Die Sicherheit im Straßenverkehr konnte in den Ländern der Europäischen Union während der letzten 20 Jahren deutlich erhöht werden. Obwohl sich die Zahl der Verkehrstoten im Untersuchungszeitraum um 61,5% verringert hat, starben im Jahr 2021 immer noch ca. 19.800 Menschen als Folge von Verkehrsunfällen. 

Auf Grund dieser dennoch sehr hohen Zahl haben die für Transport und Verkehrssicherheit zuständigen Ministerinnen und Minister der EU-Mitgliedsstaaten bei einem Treffen in Valletta am 29.3.2017  die Europäische Kommission ersucht, einen rechtlichen Rahmen zur Verbesserung der Verkehrssicherheit zu schaffen, der dazu beitragen soll, die Zahl der Unfallopfer im Straßenverkehr weiter deutlich zu verringern. 

Aufbauend auf den Zielsetzungen der Strategie A Strategic Action Plan on Road Safety“ veröffentlichte die Europäische Kommission im Juni 2019 konkretere Maßnahmen zur Verbesserung der Verkehrssicherheit, bekräftigte ihre „Vision Zero“ und kündigte im Dezember 2020 in ihrer „Strategie für nachhaltige Mobilität“ eine Überarbeitung der Führerschein-Richtlinie an.

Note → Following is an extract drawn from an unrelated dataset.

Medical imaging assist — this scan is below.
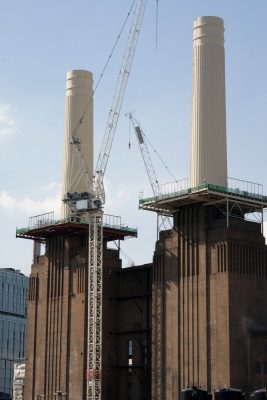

Der aktuelle Vorschlag der Europäischen Union zur Überarbeitung der bestehenden Rechtsvorschriften für den Erwerb eines Führerscheins beruht auf diesen Strategien und umfasst mehrere Maßnahmen, die dazu beitragen sollen, einerseits die Sicherheit im Straßenverkehr zu erhöhen und andererseits auch Maßnahmen zur Ausgestaltung effizienter länderübergreifender Verfahren sowie einen Vorschlag für einen grenzüberschreitend gültigen elektronischen Führerschein.
  • Der grenzüberschreitende Führerschein soll am Mobiltelefon oder anderen digitalen Geräten zugänglich sein und in allen EU-Staaten gelten.
  • Die Ausstellung, Erneuerung, der Ersatz oder Umtausch eines Führerscheins wird online ermöglicht und vor allem für Personen die Anerkennung und Ausstellung eines EU-Führerscheins ohne den Nachweis zusätzlicher Prüfungen erleichtern, die ihren Führerschein in einem Land außerhalb der EU erworben haben. Die Verwaltungsverfahren sollen damit auch vereinfacht und die Nachverfolgung grenzüberschreitender Delikte im Straßenverkehr erleichtert werden, die bislang zu ca. 40% straflos bleiben.
  • Der digitale Führerschein soll darüber hinaus für Personen, die auf Grund eines Verkehrsdelikts mit Strafen oder dem Entzug ihres Führerscheins konfrontiert werden, einen grenzüberschreitend gültigen Rechtsschutz sicherstellen.
  • Konkrete Maßnahmen zum Entzug eines Führerscheins sind aber Gegenstand einer gesonderten Richtlinie, weil der Entzug auf Grundlage geltender Vorschriften in den Mitgliedstaaten nicht EU-weit durchgesetzt werden kann.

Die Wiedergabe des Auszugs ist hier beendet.